A common issue is that you have multiple versions of the same dependency, located in different directories, and CMake picks the wrong version.

The process by which CMake finds packages is involved, and the CMake documentation contains all the gory details. One implication, though, is that CMake adds directories in your path to its set of search locations.

Thus, if the LLVM C++ compiler (clang++) is in your path, CMake will attempt to use the LLVM support libraries (e.g., libLLVMSupport.a, libclang.so) associated with your compiler installation by default, even though your compiler and the version of the LLVM support libraries you use are not strictly related to each other.

You can work around this by putting the location of the LLVM support libraries in CMAKE_PREFIX_PATH because that takes precedence over locations in your path. Alternatively, you can indicate the location of the LLVM libraries directly with LLVM_DIR:

cmake -DCMAKE_TOOLCHAIN_FILE=conan_paths.cmake \
  -DLLVM_DIR="$(llvm-config-X --cmakedir)" ..
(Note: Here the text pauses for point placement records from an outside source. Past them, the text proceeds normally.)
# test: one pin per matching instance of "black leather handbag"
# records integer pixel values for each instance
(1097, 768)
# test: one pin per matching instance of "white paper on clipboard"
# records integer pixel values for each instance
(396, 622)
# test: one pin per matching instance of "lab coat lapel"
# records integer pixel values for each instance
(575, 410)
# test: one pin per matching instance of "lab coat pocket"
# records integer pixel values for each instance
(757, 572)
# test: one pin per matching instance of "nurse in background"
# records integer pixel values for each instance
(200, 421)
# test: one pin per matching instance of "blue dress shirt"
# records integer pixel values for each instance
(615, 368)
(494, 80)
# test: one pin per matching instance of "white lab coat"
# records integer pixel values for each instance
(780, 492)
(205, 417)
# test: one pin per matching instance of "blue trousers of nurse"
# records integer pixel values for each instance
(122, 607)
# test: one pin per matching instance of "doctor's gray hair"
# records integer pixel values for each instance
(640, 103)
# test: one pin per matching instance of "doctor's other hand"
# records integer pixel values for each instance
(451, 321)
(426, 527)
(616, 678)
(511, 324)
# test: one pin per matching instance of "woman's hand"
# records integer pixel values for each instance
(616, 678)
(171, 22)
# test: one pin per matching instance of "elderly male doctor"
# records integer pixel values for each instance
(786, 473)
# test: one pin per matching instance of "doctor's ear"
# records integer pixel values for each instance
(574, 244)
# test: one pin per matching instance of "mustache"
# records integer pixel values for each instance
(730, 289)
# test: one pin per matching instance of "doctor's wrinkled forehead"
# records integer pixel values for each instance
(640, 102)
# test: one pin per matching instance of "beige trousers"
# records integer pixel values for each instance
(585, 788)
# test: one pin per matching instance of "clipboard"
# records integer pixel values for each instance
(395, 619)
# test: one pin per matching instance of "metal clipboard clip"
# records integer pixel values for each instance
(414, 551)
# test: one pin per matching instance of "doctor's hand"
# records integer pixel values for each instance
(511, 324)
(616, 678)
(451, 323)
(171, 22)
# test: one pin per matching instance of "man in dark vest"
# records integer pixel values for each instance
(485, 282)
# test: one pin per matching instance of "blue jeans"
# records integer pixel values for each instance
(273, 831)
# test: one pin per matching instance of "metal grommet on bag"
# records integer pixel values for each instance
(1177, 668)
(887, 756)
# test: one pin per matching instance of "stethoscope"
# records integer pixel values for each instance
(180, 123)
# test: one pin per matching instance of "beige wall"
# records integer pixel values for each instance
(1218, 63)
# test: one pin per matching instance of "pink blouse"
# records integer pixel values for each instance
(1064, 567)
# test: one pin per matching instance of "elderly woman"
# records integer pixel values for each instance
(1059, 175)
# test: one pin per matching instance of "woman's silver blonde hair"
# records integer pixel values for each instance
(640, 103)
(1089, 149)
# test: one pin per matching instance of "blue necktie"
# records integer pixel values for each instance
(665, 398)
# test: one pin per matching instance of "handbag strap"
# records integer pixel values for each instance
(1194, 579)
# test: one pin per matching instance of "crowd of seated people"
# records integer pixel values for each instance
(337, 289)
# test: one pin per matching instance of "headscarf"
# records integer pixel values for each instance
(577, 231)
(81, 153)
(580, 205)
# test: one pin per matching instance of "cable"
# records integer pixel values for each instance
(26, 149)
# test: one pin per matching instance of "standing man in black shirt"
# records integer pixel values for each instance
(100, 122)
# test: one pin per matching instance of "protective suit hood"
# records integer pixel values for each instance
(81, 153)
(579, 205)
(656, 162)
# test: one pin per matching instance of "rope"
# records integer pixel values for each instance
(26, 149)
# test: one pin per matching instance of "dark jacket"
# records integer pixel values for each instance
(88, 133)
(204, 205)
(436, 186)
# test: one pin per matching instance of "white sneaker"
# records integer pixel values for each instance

Adding New E(x)ternal Dependencies

Adding new dependencies should generally be avoided since it makes it more likely that satisfying local development requirements, conda build requirements, production library requirements, etc. will become impossible. If you do choose to require a new 3rd party library for a good reason you should:

  1. Choose a version of the library that is available both in conda-forge and in ConanCenter. If it is not available in both places, Ubuntu package managers like apt or snap can work but adding it will be different (and you should consider picking another library since this puts an extra burden on developers).
  2. Add the dependency to the config/conanfile.py in the style of the dependencies that are already there.
  3. Add the dependency to the conda_recipe/meta.yaml in the style of what's there. There are two sections; host and run. Any runtime dependencies need to be added to both sections. But dependencies which are totally compiled into Katana (i.e., they are not exposed in our API and don't require a shared library at run time), can be in host only.
  4. It is possible that you may have to modify the cmake/KatanaConfig.cmake.in as well so cmake will find your dependency during the Conda build (again the best advice is to look at how other dependencies handle this). This should only be necessary if the new dependency is a runtime or user-code dependency. For instance, this should not be necessary for header-only libraries that are not used in public headers.

If you do end up choosing a library that is not in conda-forge and ConanCenter (really?) make sure to update the dependency list in README.md, and make sure the script for setting up a dev environment, scripts/setup_dev_ubuntu.sh, is updated as well. There will likely also be changes to the CI scripts that are needed.

You should be particularly weary of libraries that are not in conda-forge. If absolutely necessary, discuss it with the current Conda package maintainer (currently @arthurp). Not handling them correctly there will totally break the Conda packages.

Building in Docker

Instead of setting up a development environment explicitly you can build Katana in docker.

scripts/build_in_container.py -B $BUILD_DIR --type conda

where $BUILD_DIR is a path at which to place the resulting build directory. Build types other than conda may be supported in the future. You can also pass build targets to the command.

For example,

scripts/build_in_container.py -B ~/katana-build --type conda docs

will build the documentation (C++ and Python). The documentation will be in ~/katana-build/docs/*_python.